In the case of Begerow, ( 133 Cal. 349, [85 Am. St. Rep. 178, 65 P. 828]), the court, among other things, said: ". . . And, indeed, a mistrial is not a trial, within the meaning of the constitution or statutory provision. The fact that there has been an attempted trial may constitute the good cause which the prosecution is required to show to excuse delay. . . ." (Italics ours.) So, as we have suggested, the fact that the district attorney has attempted to file an information within the thirty days and has failed, should be, we think, sufficient cause to excuse the delay which, but for the order of the superior court setting aside the information — an order which the law commanded should be made — would not have occurred.

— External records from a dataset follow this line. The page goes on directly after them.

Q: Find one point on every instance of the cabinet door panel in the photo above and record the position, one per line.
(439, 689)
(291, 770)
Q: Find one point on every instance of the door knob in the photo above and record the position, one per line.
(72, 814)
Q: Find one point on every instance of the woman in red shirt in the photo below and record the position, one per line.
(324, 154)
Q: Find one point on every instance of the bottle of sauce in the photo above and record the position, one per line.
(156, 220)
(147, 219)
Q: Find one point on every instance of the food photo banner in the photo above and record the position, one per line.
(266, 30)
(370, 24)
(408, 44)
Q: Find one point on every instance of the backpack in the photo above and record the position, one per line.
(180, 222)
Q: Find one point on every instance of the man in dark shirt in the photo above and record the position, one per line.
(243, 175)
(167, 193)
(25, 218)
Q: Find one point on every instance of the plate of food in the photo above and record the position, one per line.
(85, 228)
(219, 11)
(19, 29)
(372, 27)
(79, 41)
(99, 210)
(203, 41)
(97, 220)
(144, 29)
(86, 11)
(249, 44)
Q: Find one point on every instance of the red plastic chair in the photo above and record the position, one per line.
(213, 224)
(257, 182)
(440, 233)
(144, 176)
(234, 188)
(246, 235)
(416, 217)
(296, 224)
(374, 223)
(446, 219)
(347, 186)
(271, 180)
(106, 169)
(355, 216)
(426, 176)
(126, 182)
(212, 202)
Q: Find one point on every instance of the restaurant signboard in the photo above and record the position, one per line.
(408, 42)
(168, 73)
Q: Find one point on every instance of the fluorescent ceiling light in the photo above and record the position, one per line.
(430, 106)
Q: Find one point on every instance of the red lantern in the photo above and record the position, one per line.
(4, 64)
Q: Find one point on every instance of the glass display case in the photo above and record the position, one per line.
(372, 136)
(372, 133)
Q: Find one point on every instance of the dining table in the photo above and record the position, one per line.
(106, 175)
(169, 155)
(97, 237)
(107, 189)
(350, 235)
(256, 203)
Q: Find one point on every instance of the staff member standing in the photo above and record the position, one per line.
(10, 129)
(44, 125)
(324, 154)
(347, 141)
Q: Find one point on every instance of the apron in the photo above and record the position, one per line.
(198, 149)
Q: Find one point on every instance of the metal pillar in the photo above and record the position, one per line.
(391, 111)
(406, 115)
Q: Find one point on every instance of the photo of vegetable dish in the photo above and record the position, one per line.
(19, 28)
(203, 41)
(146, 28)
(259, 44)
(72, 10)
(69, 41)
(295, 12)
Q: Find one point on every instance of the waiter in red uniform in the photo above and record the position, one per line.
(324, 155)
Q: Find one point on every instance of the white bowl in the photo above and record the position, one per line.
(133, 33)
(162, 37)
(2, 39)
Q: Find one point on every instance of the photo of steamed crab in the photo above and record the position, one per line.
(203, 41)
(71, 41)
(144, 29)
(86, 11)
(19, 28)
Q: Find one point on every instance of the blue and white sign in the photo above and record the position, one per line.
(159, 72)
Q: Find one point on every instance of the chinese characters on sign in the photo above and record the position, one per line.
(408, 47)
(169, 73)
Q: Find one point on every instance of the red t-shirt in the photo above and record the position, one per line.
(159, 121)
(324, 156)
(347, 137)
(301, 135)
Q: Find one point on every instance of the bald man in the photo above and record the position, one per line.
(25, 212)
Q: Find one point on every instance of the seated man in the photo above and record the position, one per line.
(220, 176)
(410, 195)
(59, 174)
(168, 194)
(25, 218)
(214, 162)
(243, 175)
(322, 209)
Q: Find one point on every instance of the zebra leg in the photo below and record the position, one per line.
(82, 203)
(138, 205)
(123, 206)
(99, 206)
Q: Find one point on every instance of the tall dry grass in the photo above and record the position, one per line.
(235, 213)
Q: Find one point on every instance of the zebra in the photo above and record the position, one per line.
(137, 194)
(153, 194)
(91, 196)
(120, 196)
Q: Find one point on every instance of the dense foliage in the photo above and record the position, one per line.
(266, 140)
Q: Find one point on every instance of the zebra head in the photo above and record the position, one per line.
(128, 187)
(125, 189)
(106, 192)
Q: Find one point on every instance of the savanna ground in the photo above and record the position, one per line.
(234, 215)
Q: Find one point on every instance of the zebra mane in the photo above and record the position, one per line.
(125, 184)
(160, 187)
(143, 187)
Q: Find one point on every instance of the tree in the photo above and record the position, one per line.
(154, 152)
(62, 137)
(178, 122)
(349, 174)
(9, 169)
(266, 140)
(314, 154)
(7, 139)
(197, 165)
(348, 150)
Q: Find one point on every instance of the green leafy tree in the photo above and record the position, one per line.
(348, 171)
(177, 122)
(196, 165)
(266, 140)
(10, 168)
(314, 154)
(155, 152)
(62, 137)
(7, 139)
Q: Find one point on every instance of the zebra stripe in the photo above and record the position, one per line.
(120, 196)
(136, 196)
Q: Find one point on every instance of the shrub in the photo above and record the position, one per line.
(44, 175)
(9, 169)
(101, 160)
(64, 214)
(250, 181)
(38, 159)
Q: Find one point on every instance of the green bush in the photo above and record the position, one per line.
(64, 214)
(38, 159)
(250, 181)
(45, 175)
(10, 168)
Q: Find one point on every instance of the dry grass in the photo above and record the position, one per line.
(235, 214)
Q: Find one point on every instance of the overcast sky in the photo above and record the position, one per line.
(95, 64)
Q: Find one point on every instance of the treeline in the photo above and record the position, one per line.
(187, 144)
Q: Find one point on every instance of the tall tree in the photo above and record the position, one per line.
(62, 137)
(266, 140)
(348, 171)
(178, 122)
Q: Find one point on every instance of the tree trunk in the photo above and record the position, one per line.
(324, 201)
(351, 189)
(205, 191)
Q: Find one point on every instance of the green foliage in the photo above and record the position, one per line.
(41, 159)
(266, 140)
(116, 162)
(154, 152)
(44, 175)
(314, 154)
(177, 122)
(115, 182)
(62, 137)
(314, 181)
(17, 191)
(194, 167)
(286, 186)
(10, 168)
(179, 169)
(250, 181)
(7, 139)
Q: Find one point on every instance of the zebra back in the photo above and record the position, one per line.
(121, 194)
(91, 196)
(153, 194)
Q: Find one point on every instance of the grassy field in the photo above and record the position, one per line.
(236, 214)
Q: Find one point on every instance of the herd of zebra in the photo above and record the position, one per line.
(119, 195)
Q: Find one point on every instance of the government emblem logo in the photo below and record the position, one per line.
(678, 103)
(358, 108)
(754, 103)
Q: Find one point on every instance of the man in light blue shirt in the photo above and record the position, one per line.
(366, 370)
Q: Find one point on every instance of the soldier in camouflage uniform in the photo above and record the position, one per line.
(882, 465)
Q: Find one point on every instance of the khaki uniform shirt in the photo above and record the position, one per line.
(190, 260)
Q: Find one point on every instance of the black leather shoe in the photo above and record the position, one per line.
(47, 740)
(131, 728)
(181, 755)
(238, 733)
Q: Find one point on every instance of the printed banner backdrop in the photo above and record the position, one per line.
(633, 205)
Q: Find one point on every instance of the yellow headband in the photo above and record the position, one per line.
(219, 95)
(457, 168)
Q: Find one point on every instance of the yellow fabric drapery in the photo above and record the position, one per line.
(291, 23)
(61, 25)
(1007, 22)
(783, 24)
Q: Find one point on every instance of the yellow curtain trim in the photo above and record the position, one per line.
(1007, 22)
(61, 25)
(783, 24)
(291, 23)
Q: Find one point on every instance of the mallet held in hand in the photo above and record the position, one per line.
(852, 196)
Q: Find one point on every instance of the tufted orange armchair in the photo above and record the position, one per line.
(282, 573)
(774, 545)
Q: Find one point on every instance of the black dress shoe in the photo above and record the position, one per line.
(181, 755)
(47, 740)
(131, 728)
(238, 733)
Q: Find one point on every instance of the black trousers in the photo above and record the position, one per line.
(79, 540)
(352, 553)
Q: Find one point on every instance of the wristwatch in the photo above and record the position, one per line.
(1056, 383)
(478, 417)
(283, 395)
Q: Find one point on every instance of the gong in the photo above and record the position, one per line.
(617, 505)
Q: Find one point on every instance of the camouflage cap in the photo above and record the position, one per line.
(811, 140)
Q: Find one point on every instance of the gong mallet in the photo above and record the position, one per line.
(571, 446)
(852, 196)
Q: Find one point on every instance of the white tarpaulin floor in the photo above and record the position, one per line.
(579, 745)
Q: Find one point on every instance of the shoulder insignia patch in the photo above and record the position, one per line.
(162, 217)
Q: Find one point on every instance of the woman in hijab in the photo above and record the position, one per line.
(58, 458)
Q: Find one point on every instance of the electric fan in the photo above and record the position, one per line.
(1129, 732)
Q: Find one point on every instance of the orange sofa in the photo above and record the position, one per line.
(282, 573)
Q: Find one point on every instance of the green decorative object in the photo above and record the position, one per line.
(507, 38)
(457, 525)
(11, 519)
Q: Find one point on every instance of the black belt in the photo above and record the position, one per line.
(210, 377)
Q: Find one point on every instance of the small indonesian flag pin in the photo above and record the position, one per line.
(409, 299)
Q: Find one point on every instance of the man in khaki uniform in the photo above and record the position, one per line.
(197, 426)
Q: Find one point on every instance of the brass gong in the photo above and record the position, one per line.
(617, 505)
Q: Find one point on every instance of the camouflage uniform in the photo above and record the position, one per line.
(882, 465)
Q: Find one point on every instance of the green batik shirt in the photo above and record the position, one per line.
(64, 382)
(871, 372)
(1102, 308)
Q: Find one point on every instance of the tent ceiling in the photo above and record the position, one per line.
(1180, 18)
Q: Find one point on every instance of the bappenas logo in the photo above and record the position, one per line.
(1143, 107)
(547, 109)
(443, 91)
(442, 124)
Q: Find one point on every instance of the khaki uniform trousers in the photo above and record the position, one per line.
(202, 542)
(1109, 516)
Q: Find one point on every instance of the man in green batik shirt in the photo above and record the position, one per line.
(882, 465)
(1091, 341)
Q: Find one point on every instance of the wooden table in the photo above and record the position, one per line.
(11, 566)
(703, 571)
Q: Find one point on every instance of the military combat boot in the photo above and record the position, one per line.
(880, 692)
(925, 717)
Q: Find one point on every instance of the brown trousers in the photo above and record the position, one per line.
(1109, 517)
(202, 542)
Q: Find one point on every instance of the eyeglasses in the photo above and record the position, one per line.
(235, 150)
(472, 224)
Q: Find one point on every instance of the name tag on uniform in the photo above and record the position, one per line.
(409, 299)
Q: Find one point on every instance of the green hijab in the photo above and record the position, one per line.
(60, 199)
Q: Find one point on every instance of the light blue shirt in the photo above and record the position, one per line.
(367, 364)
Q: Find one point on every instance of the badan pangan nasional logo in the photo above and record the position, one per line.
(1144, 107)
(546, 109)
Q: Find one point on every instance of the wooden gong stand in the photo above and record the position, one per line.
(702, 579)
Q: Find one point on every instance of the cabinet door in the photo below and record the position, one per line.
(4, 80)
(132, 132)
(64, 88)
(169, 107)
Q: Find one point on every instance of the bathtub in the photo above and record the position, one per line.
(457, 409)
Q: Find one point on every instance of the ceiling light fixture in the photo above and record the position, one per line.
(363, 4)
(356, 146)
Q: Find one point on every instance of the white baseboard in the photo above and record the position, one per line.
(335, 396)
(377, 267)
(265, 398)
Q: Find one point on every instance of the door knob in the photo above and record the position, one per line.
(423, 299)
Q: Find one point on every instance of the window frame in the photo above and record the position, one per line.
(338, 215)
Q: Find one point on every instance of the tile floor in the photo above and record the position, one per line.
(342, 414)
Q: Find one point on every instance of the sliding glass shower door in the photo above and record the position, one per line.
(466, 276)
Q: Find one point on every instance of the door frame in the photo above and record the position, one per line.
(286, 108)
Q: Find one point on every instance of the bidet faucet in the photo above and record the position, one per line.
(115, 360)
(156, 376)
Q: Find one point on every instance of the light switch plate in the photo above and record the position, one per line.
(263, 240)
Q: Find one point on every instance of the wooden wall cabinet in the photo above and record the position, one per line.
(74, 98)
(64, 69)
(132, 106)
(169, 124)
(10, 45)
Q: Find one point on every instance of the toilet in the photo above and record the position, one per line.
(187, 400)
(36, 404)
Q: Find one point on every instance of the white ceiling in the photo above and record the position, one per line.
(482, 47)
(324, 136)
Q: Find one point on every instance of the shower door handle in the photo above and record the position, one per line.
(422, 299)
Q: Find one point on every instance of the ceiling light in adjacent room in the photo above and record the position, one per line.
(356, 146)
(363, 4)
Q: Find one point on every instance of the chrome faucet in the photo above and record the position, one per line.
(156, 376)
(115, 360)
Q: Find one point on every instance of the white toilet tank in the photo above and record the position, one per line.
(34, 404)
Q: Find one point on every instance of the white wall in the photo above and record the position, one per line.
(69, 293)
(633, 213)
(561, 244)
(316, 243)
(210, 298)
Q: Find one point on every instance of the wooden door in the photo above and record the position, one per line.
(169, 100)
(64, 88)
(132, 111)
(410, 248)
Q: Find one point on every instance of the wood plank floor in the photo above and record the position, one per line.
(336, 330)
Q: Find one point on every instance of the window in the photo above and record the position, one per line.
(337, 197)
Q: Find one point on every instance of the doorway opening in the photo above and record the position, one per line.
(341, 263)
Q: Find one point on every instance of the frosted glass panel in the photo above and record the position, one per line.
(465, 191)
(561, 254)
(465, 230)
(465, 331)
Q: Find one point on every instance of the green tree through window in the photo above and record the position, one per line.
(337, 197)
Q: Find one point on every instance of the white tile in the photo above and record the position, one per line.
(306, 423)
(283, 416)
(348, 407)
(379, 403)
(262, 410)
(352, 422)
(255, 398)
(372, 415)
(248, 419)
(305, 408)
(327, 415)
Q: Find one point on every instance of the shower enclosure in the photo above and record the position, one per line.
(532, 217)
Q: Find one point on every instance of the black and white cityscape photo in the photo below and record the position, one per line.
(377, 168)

In the cases of People v. Thompson, 84 Cal. 601, [24 P. 657], and People v. Lane, 101 Cal. 515, [36 P. 16], and, in short, in every case where the point has been presented to and noticed by the court, it is declared that there is no necessity, after an order setting aside an information, upon the ground of irregularity in the order of commitment, to go into another examination of the charge in order to justify the filing of a new information. It would certainly entail upon both the people and the defendant great inconvenience and expense if a re-examination of the charge were necessary where an information had been set aside or dismissed because of some irregularity in the order of commitment or by reason of a failure of the district attorney to keep within the terms of the order of commitment in drafting and filing the information. The legislature could have had no such intention, and surely there can be found no reason for justifying the courts in giving the law a construction which would produce a result so unnecessary. But such a construction would inevitably be required if the true rule is, as contended by petitioner, that a second information, directed to be filed in the place of one filed within the time but set aside, must be filed within thirty days after the order of commitment is made.
For the foregoing reasons the writ will be discharged and petitioner remanded.
Chipman, P. J., and Burnett, J., concurred.